Either way, inflation is happening here already I am convinced. The best question I have heard in ages was one asked by David Einhorn to former Fed member Larry Meyer last December. He asked on CNBC: "Part of the issue with deflation is: companies improve the quality of their products. So, Last month the PPI went down because we had a new car year, and we have a better car for the same price. So they say prices fall [ie CPI falls]. Now why is it that the Federal Government feels we need a policy response to auto company's making better cars and selling them at the same price. Why do we need to drive up the cost of energy, food and cotton to offset that?"
I would always recommend listening to billionaire money managers (David Einhorn) as opposed to journalists (or market pundits) making $50k a year when looking for stock or market advice. His point is that the Fed is creating a bubble in commodities. Larry's response was so weak, it illustrated that he didn't even understand the issue. "You are worried about another bubble in housing?" Einhorn interjected that he is worried about a bubble in oil and corn. Even worse, CPI is reported excluding "volatile" food and energy prices. Amazing. Someday I'll tackle that one.
So, in addition to this, Fred Hickey puts out a great newsletter every month. And this month he convinced me to buy more GLD. I paid around 132.40 today. He points out that gold has fallen 7% from its peak last fall, and as Fred says, "Gold is up simply because the imbeciles at the Fed are dramatically debasing the US dollar through their negative real interest rates and their monstrous money-printing campaign (quantitative easing). If money was stable, gold would be too." It seems that the corollary to this would be: as soon as the Fed stops easing, then I should sell gold. However, the Fed simply can never stop printing money. It's the only thing financing our federal deficits. I have spoken at length on this issue in prior blogs I believe.
The Chinese have stopped altogether buying Treasuries (going on 2 years now). They and India are importing tremendous volumes of gold with their currency reserves. And, the contrarion factor in gold is, futures traders built up their largest SHORT position in gold just this January. The largest in fact since January 2005. And as noted in his newsletter, gold shot up 75% in 2005.

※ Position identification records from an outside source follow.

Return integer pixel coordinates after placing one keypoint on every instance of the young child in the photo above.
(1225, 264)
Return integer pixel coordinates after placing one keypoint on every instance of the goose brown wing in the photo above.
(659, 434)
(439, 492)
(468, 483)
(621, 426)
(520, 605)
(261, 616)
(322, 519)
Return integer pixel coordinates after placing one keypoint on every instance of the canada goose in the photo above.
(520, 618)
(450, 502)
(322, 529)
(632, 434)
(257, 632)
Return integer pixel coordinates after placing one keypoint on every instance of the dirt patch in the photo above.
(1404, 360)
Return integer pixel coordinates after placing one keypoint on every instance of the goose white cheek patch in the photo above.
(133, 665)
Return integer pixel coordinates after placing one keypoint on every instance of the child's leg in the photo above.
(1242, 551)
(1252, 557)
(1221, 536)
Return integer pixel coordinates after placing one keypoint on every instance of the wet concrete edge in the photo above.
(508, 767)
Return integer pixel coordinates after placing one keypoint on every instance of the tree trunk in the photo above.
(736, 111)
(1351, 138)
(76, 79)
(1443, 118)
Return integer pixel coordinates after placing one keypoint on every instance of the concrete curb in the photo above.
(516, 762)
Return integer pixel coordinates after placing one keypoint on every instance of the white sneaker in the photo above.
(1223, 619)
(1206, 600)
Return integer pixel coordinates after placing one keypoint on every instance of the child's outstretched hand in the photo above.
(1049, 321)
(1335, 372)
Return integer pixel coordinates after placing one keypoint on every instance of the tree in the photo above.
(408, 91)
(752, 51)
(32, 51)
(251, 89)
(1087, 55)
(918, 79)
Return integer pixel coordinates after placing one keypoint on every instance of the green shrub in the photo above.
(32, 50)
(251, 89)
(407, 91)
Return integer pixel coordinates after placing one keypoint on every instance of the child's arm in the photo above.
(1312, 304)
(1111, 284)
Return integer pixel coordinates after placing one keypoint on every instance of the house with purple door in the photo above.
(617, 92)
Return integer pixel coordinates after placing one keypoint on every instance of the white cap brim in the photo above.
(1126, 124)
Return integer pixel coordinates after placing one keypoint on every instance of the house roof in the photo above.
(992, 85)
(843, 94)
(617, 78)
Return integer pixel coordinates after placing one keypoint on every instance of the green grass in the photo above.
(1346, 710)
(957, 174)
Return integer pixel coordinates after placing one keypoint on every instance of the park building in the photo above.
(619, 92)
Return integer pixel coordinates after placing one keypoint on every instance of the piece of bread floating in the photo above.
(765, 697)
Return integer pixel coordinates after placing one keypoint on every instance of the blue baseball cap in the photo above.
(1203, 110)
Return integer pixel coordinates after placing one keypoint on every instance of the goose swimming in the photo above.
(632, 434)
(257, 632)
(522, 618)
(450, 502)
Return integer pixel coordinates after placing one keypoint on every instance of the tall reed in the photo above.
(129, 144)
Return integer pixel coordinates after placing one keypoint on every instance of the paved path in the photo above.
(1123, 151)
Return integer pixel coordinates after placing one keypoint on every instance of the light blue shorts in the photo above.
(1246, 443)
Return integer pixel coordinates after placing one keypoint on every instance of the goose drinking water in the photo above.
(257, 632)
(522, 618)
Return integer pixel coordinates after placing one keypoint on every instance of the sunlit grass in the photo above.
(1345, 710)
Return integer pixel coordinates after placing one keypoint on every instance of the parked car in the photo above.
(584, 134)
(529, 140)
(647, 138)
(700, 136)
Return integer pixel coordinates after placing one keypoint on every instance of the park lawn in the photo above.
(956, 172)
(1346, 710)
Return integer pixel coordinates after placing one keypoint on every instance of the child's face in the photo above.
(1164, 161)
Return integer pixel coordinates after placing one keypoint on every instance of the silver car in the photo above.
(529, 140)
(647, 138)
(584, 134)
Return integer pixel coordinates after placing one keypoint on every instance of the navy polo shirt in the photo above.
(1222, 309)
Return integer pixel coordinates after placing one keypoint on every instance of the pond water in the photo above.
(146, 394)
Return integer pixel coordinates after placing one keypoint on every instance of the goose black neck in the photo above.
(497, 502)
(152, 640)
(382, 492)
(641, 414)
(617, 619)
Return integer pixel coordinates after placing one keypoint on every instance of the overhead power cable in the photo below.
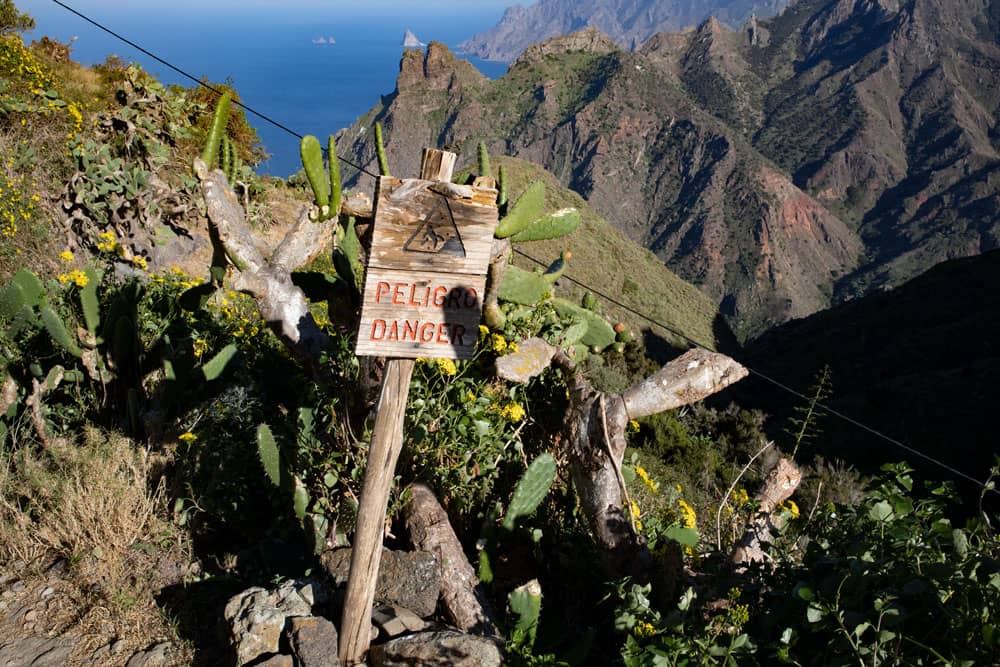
(766, 378)
(603, 295)
(203, 84)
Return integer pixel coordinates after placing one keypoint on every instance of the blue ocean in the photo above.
(275, 56)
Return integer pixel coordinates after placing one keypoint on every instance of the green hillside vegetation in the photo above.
(603, 257)
(164, 447)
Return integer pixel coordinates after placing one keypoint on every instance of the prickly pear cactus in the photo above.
(531, 490)
(526, 604)
(526, 209)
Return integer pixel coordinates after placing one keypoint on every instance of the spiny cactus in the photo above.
(526, 604)
(383, 162)
(560, 223)
(270, 456)
(502, 190)
(335, 185)
(60, 334)
(523, 287)
(312, 161)
(599, 334)
(217, 364)
(210, 154)
(484, 160)
(531, 490)
(526, 209)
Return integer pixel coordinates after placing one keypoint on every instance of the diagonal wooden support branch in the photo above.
(595, 429)
(282, 304)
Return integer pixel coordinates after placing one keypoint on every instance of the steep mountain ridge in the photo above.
(627, 22)
(620, 131)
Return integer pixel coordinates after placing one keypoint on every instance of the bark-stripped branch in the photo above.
(595, 429)
(282, 304)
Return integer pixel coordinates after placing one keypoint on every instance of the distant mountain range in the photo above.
(627, 22)
(837, 149)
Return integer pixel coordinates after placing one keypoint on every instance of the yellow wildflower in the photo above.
(446, 367)
(79, 278)
(643, 630)
(644, 476)
(513, 412)
(791, 507)
(688, 517)
(498, 343)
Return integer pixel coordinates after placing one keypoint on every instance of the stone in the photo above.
(35, 652)
(313, 640)
(394, 621)
(155, 656)
(410, 579)
(257, 616)
(445, 648)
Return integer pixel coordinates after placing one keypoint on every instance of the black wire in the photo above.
(604, 296)
(767, 378)
(201, 83)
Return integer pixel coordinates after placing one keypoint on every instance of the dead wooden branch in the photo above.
(282, 304)
(429, 529)
(778, 487)
(595, 430)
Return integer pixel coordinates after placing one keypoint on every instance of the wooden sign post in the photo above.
(424, 283)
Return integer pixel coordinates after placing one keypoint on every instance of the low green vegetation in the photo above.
(165, 390)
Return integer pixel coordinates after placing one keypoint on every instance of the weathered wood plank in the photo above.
(422, 226)
(429, 314)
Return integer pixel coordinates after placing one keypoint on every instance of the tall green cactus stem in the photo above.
(526, 209)
(484, 160)
(210, 154)
(267, 451)
(383, 162)
(312, 161)
(335, 185)
(524, 287)
(526, 603)
(599, 332)
(89, 302)
(531, 490)
(560, 223)
(60, 334)
(502, 190)
(226, 157)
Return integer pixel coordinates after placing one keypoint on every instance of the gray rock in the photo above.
(35, 652)
(446, 648)
(257, 616)
(394, 621)
(155, 656)
(410, 579)
(277, 661)
(313, 640)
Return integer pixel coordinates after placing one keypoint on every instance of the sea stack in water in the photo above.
(410, 40)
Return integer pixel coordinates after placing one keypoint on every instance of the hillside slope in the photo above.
(628, 22)
(621, 132)
(920, 363)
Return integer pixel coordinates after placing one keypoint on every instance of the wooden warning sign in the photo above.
(431, 245)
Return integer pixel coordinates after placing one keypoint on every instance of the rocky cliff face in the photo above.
(841, 147)
(627, 22)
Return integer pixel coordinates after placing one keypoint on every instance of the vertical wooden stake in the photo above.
(383, 453)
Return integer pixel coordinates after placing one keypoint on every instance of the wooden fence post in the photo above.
(383, 454)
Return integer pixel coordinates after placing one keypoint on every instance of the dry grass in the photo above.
(87, 502)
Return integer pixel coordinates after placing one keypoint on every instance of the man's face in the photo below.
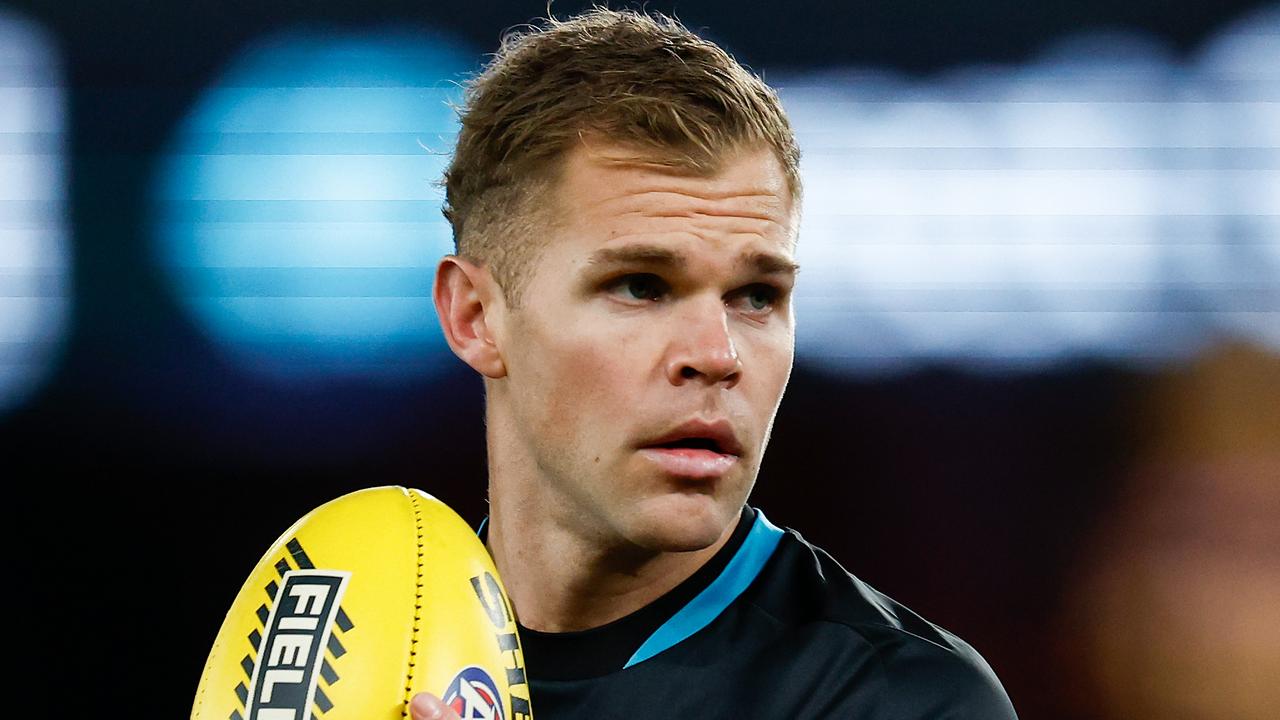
(652, 347)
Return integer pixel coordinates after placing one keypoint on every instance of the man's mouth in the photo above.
(695, 450)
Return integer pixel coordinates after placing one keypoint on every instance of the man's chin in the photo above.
(682, 523)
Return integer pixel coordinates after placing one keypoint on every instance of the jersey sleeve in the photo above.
(918, 679)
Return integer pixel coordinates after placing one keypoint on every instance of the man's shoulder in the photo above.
(900, 664)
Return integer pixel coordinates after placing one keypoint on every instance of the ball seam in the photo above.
(417, 605)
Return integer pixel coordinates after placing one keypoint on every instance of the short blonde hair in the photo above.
(635, 78)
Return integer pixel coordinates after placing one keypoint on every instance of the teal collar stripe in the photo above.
(707, 606)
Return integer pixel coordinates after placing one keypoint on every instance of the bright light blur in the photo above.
(297, 213)
(1106, 200)
(33, 253)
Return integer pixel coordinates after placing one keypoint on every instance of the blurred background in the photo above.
(1037, 390)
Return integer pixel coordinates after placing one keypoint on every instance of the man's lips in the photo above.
(696, 449)
(689, 461)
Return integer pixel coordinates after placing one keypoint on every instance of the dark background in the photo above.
(141, 502)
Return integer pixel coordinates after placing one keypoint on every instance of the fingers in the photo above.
(426, 706)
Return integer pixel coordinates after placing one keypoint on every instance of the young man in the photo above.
(625, 200)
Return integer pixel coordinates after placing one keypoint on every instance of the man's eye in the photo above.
(640, 287)
(759, 297)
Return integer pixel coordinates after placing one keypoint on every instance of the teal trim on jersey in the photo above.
(707, 606)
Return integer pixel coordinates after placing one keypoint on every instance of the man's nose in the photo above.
(703, 347)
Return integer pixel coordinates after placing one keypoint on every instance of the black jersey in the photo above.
(771, 628)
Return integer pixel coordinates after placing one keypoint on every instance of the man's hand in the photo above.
(426, 706)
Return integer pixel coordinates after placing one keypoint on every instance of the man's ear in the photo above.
(467, 300)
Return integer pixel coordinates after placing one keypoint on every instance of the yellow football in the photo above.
(364, 602)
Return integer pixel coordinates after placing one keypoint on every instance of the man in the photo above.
(625, 201)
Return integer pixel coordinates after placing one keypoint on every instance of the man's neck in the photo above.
(561, 582)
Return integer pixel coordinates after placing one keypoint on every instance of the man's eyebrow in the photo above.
(768, 264)
(639, 255)
(764, 263)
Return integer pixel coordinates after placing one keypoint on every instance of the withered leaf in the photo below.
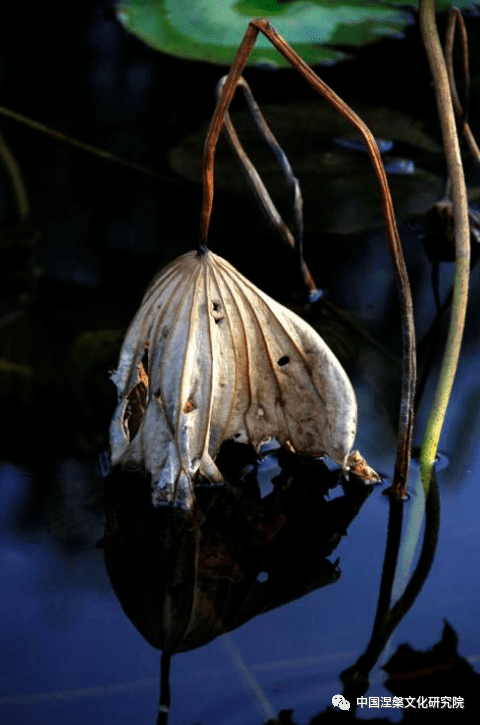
(208, 358)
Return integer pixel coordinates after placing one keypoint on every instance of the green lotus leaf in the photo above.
(211, 30)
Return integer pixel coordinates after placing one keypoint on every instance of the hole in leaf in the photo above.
(189, 406)
(137, 400)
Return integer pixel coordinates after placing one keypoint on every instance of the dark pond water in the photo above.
(305, 542)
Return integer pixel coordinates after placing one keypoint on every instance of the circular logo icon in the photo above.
(339, 701)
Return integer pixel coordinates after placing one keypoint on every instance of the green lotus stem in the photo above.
(19, 189)
(451, 145)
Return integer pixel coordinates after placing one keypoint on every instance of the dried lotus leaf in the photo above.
(213, 358)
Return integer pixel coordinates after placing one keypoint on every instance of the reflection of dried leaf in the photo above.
(208, 358)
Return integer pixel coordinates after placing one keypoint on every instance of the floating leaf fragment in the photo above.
(209, 358)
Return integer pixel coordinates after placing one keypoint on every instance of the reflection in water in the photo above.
(184, 578)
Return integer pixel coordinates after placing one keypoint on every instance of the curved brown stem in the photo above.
(409, 358)
(454, 17)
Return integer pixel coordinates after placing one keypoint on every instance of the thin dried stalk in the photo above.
(462, 239)
(85, 146)
(295, 239)
(456, 15)
(409, 359)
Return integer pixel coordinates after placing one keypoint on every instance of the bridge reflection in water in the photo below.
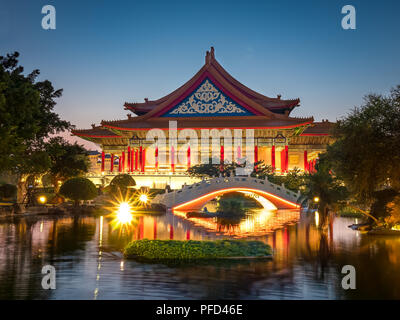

I also bought some puts on Micron Technology. $9 strike, July-dated put options @ $0.40. The stock is trading at $11.40 today. The reason is simple. This company is the airline of the tech industry. It's lost money the past 3 years, that is until they turned the corner in 2010. The stock has spiked recently, and for $0.40 an option, I can cheaply buy insurance on a historically volatile stock. DRAM prices will fall 50% this year, and EPS looks like this the past 4 quarters: $0.39, $0.92, 0.32, then they only did $0.15 in the November 2010 quarter. Overcapacity, huge fixed costs, pure commodity play. Never ever own this stock unless its like 3-4 a share, and a very cheap option worth going long. And, finally its up 40% in 5 weeks. Sell.
I take offense at your title. Yes, he is creating a bubble, but I think it is a necessary evil. What are the policy alternatives? Bipartisan politics leaves you little other choice, dear friend!